Dilansir dari Russia Beyond The Headline, Pemerintah Soviet mulai membicarakan Indonesia di tingkat Komite Pusat (Partai Komunis Uni Soviet) pada 1955, ketika penandatanganan Dasasila Bandung (sepuluh poin hasil pertemuan Konferensi Asia-Afrika).
Peristiwa itu menarik seluruh perhatian dunia.
Sejak itu, nama presiden Indonesia, Soekarno, mulai sering muncul di surat-surat kabar Soviet.
Secara perlahan, Indonesia mulai menarik perhatian Soviet. Hubungan diplomatik kedua negara semakin kuat.
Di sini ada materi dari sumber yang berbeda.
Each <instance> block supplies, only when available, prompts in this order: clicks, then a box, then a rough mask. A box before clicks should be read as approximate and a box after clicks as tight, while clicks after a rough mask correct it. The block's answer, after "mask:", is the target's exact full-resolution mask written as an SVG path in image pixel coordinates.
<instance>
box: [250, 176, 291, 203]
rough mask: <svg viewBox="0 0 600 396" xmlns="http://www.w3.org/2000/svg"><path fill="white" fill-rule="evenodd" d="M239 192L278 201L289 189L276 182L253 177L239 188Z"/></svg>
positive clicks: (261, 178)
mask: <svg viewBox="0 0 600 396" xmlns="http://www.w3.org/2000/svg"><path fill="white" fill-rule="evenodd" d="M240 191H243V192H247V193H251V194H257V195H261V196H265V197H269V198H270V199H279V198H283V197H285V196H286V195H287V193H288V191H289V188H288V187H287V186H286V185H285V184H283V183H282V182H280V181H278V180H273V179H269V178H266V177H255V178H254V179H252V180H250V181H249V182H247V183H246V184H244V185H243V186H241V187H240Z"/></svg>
Di tengah gencarnya Perang Dingin, Indonesia tetap bersikukuh tak memihak dan mempertahankan sikap nonbloknya.
Bahkan, Indonesia mempelopori Gerakan Non Blok (GNB) di Beograd, Yugoslavia.
Inilah yang membuat PM Nikita Khrushchev membawa Uni Soviet semakin dekat dengan Indonesia.
Nikita Khrushchev mendukung Indonesia
Pada 1956, setelah Kongres Partai Komunis Uni Soviet yang ke-20, Presiden Soekarno berkunjung ke Uni Soviet.
Sang proklamator mendapatkan sambutan hangat dari PM Nikita Khrushchev.
Keduanya saling bertukar pikiran dan pendapat mengenai kondisi negara masing-masing.